7 de out. de 2010

bailarinas

há bailarinas na caixa de música no relógio da sala em cima do piano. há bailarinas nos meus sonhos de menina. há bailarinas nos palcos reais nas pontas dos pés nas vitrines de cansados néons. há bailarinas enegrecidas de fumaça nas sombras das velas no sopro pálido das lamparinas. o vento forte do tempo devassou a casa soprou cortinas quebrou a caixa de música estraçalhou vitrines. torceu o pé da menina parou o relógio da sala - espatifou a bailarina. não há mais sombras nem fumaça nem choro nem vela. que dirá, lamparinas. ninguém. ninguém se lembra mais que um dia houve aquela bailarina.

ritual

muro cinzento coberto de musgos. dia nublado garoa fria. em bando, pássaros brancos cortam o céu. por sobre o velho muro em fila, formigas negras carregam folhas. lentas, precisas, agourentas. sentinelas do portal talvez. lá dentro, implacável silêncio. a vala preparada à espera. olhos úmidos, abraços, mãos apertadas. velhos amigos que o tempo separou. em frente, em fila seguem as formigas. impossível parar. metáforas da vida talvez. uma a uma, lentamente assistem, sobre o muro frágil ao antigo ritual das despedidas. lá dentro agora soluços, prantos comedidos, preces, indagações, pesares. e o meu amigo dorme indiferente... ao frio, à garoa, aos pássaros negros. ao pranto, às preces e aos abraços. indiferente à dor e à vida - que já foi tão doída. seguem as formigas por sobre o muro. em breve anoitece. amanhã não estaremos mais aqui. por sobre o velho muro - uma a uma seguirão as formigas.

retalhado sentir

torna-se negro o vermelho dourado. envelheço. tentam ainda empoeirados olhos olhar estrelas. pesados - de tristeza e cansaço cedem. o silencio o tempo amargo - tudo - transborda do meu peito aberto e sangra. ah... dor. pesa. retalhado sentir.

3 de out. de 2010

amigo

amigo. abrigo do vento. abrigo do sol. abrigo do tempo. na brisa suave. no vento forte. no furacão. no sol a pino. no sol poente. no tédio do mormaço. na doçura da infância. no sabor de hortelã da juventude. no fel da saudade.

amoras rubras

amoras rubras pendem para o rio. águas vermelhas. os lírios brancos imploram pelas águas. levam perfumes. os pés de paina floresceram de noite. o rio não sabe. e nós crianças, pés pequenos nas águas, que já passaram.
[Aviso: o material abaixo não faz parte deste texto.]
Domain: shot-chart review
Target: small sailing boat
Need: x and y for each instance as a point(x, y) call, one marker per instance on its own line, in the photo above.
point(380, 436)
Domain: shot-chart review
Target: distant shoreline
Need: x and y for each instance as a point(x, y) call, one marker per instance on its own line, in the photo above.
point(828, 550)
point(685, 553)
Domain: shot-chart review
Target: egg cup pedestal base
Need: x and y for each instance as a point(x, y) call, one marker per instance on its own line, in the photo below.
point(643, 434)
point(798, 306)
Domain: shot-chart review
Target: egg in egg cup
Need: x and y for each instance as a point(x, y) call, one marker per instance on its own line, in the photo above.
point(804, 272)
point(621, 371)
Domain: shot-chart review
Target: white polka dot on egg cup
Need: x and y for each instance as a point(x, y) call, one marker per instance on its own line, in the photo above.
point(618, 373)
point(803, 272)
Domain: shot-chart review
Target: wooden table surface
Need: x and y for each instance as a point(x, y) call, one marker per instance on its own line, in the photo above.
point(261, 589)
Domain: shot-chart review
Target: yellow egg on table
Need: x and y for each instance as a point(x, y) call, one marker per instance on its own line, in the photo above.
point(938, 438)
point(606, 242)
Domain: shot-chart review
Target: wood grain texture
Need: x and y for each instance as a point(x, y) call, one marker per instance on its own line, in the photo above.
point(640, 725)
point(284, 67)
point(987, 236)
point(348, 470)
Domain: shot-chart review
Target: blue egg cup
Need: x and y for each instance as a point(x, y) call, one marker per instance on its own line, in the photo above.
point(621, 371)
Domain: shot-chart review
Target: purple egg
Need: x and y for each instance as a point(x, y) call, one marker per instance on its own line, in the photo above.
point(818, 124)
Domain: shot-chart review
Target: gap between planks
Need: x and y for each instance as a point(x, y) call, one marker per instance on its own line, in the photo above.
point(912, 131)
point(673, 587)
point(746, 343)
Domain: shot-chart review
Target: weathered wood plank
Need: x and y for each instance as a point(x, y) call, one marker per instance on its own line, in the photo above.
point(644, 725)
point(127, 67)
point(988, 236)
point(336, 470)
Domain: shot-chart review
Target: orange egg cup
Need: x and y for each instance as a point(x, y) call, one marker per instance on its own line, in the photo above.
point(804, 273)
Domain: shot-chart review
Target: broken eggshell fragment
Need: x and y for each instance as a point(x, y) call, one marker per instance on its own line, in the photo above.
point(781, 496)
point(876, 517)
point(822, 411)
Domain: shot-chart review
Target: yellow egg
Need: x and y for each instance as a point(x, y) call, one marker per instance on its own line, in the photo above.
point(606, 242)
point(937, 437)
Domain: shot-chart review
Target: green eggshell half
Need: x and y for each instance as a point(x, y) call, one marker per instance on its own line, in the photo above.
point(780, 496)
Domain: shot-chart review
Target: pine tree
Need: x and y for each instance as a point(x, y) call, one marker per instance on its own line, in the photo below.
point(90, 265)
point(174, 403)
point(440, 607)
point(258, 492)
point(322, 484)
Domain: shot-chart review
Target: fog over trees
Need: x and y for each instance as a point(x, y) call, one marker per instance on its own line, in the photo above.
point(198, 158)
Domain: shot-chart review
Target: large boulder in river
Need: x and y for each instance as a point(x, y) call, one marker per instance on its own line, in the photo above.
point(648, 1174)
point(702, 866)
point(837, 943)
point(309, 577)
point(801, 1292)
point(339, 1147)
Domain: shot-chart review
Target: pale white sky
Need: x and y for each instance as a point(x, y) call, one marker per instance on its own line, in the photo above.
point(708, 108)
também passaram - nuvens, borboletas. tudo tão breve.

passou o tempo de comer amoras, de colher os lírios. passou o tempo de soprar as painas, caçar borboletas. passou o tempo de olhar as nuvens, de brincar nas águas. passou o tempo. e o rio nem sabe.

brejo das almas

léguas andei em busca de vãs utopias. lutei contra moinhos de vento. dei murros em ponta de faca. tentei reter o último raio de sol do poente e a última gota de água da chuva. guardei vaga-lumes brilhantes em redomas transparentes. mergulhei os girinos do rio em aquários de vidro. enchi potes de água com giz colorido - quis reter suas cores. acreditei que não desbotariam.

desbotam.

as águas. as roupas no varal. as aquarelas. os olhos desbotam e as fotografias. não venci os moinhos de vento. tenho as mãos machucadas das pontas de faca. o sol não me deu o seu último raio. negou-me a chuva sua última gota. vaga-lumes não fizeram brilhar minha lanterna mágica. e os girinos do rio não se tornaram peixes - viraram sapos.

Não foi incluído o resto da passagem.